O sistema de adopção em Portugal não difere muito de um contentor que ninguém planeia encontrar. Uma criança foi salva, mas muitas outras são postas lá dentro todos os dias.
O caso do bebé deixado num contentor do lixo em Lisboa voltou as atenções para um problema negligenciado pelo país: a negligência de pais para filhos. Nos casos em que a família biológica assume ou se comprova que não tem condições, sejam elas materiais ou emocionais, para criar uma criança, e havendo um sistema nacional de adopção preparado para as receber, não haverá uma linha muito entrançada que ligue uma situação à outra.
Quem lê notícias à volta deste tema deve pensar para si que é uma pena não haver portugueses com coração suficiente para ir buscar um miúdo a uma instituição. Há tantos lá e ninguém os quer adoptar. Coitados. Esta ideia da adopção em Portugal não podia ser mais errada mas também não podia ser mais real.
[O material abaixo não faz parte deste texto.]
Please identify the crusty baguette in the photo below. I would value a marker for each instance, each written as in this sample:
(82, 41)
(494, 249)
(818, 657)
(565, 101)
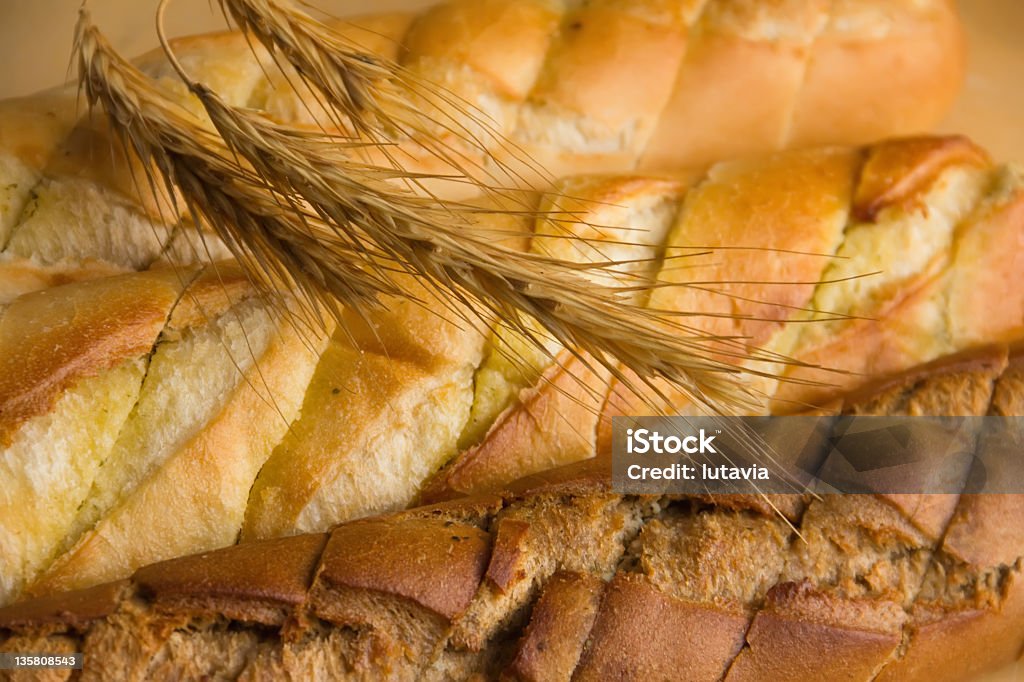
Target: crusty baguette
(852, 265)
(389, 402)
(131, 394)
(556, 577)
(605, 86)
Há quem pense isso e fique por aí, e também há quem pense isso e vá ver os números divulgados pela Segurança Social e intensifique o seu nó na cabeça quando vê que, de forma geral, há um rácio de uma criança para adopção para quatro candidatos a pais. Então por que ouvimos dizer que os orfanatos estão cheios e não há miúdos a ser adotados? A ideia da adopção em Portugal faz ainda menos sentido.
Vamos perdoar os termos mercantis pela pertinência do paralelismo: o problema com a adopção em Portugal não é a falta de procura face à larga oferta das instituições. O problema com a adopção em Portugal é o sistema: é que, das cerca de oito mil crianças institucionalizadas, apenas um décimo está “apta” para adopção. Porquê? Volta-se a perguntar. A jornalista do Observador e mãe adoptiva Ana Kotowicz explicita uma razão: “no nosso imaginário coletivo, as crianças à espera de serem adotadas são órfãs”. Das tais oito mil crianças, as que não têm pais nem a cem chegam.
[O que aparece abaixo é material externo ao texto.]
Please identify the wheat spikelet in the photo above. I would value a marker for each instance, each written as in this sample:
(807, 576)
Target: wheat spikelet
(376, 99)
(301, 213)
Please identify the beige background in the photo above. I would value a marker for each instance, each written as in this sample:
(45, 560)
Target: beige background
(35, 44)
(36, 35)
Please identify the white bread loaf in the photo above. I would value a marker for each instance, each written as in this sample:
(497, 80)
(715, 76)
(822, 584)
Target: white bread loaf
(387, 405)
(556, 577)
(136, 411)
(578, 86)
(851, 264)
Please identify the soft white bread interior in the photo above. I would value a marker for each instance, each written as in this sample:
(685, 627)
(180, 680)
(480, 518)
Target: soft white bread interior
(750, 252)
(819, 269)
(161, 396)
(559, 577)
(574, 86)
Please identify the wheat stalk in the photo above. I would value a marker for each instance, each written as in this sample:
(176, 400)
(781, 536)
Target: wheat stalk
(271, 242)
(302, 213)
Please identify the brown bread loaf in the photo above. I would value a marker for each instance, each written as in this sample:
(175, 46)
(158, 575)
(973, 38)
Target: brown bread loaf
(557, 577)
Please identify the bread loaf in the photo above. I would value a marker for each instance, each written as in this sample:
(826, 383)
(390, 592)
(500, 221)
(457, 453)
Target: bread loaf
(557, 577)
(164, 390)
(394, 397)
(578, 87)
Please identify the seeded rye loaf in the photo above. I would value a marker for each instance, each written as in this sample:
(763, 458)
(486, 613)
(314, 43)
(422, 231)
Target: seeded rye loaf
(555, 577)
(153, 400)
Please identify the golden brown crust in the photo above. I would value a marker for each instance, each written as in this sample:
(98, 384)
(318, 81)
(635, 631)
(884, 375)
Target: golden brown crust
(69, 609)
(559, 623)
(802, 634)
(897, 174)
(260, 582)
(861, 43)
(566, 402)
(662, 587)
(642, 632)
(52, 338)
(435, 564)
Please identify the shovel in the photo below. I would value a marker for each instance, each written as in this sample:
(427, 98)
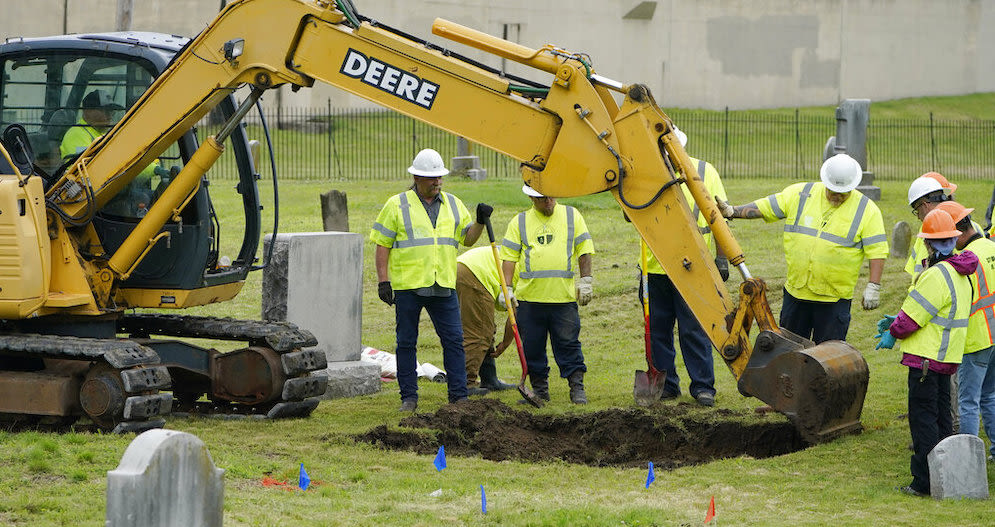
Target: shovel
(527, 393)
(648, 385)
A grande massa de crianças institucionalizadas não está com as famílias biológicas porque o Estado decide que tal é insustentável para o equilíbrio emocional e cognitivo da criança. Mas a grande massa de crianças institucionalizadas não pode ser adoptada: se a razão do Estado é forte o suficiente para as retirar da família biológica, negligente e distante, não o é para as entregar a uma família nova, apta e motivada para as receber, depois de nove meses de burocracia, análise financeira e interrogatório psicológico – nove meses certamente mais trabalhosos que uma gravidez.
As crianças vão crescendo nas instituições, à espera das visitas dos pais biológicos que nunca recebem, até fazerem 18 anos e terem que abandonar o único, embora fraco, apoio que receberam toda a vida; são atiradas para uma vida a começar do zero, obrigados a construir os alicerces de uma estrutura que não deviam ser eles a construir.
Assim se perpetua um purgatório infantil de constante instabilidade, quando há uma nova oportunidade para as crianças, e assim se cansam pais (são-no verdadeiramente, se o filho por que esperam não vem?), ansiosos por um processo exaustivo que morre na espera infinita por uma chamada da Segurança Social. O sistema de adopção em Portugal não difere muito de um contentor que ninguém planeia encontrar. Uma criança foi salva, mas muitas outras são postas lá dentro todos os dias.